*Pork shoulder (also referred to as pork butt) is fattier than the pork loin that some people use for pork and sauerkraut. I like the former because it becomes fork tender and is harder to dry out than the leaner loin. If you prefer to use the loin cut, do so but check it early so as not to overcook. The internal temperature of the loin shouldn’t exceed 145℉.
**We enjoy a mix of tart and sweet apples, like Granny Smith and Golden Delicious. If you like the tangy sauerkraut flavor to shine through, lean towards tart apples. Conversely, opt for sweet apples if you prefer to reduce the tang. Recently, I added half the apples, sliced, in the last hour of cooking, which provided a nice mix of texture and flavor.
***Someone recently mentioned to me that she enjoys her sauerkraut crunchy, so she stirs it in at the end. I loved that idea, but to reap full flavor benefitsI added half of the sauerkraut at the beginning, and the other half just before serving, letting it sit a few minutes to warm through. To add yet another layer of texture and interest, I also added about 2-3 cups of thinly sliced green cabbage in the final hour of cooking. The results? I’ve never heard such rave reviews…even from the people who are typically ho-hum about this annual tradition!

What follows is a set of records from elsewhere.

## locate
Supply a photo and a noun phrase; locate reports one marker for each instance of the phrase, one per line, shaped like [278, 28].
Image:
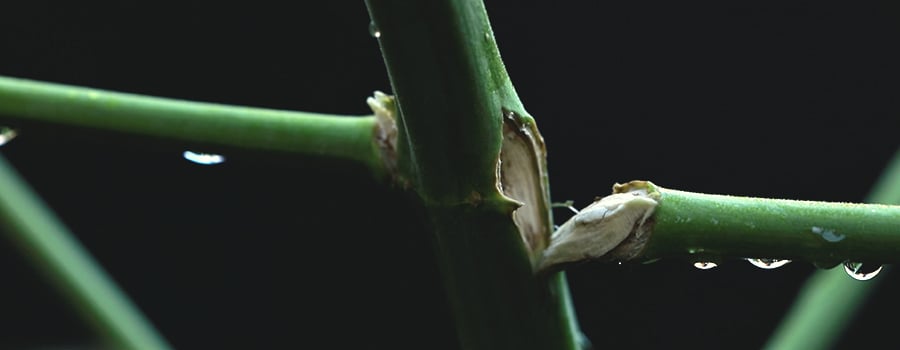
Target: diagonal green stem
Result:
[825, 233]
[42, 238]
[341, 137]
[829, 300]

***Some people prefer a higher ratio of sauerkraut to pork, especially if they shred the pork and mix it into the sauerkraut for serving. In this case, feel free to use 1½ to 2 times the amount of sauerkraut specified, increasing the brown sugar proportionately.
A few more options:
•As mentioned above, some people enjoy the addition of caraway seeds, but those who don’t enjoy this flavor may omit them. Someone once told me that she adds whole peppercorns instead, although some may not like the hard peppercorns lurking in the sauerkraut.
•One reader told me that her family likes it when she adds 2 tablespoons of barbecue sauce instead of brown sugar, and that it adds a nice hint of color to the sauerkraut. (If using the optional rub, however, the paprika in it lends appealing color.)
•You may serve the apples as is or mash them with a fork, removing the skins, and blending them into the sauerkraut. If you prefer firmer apples, add them midway through the cooking time. If you would like slices, you could add them in the final hour.
•For those who appreciate the full-on tanginess of sauerkraut, use tart apples and omit the brown sugar.
•I’ve heard from readers and friends who use root beer or apple juice instead of wine or beer for the added sweetness.
Optional spice rub:
For an added layer of flavor, instead of simply salting and peppering the pork, sprinkle the trimmed pork shoulder with the following spice rub, and then cover and refrigerate the roast for up to 24 hours.
•2 teaspoons paprika (I use sweet, not smoked)
•1 teaspoon each kosher salt and freshly ground black pepper
•½ teaspoon each dried sage and dried thyme
•¼ teaspoon mustard powder
Combine in a small bowl, cover and store at room temperature until ready to use.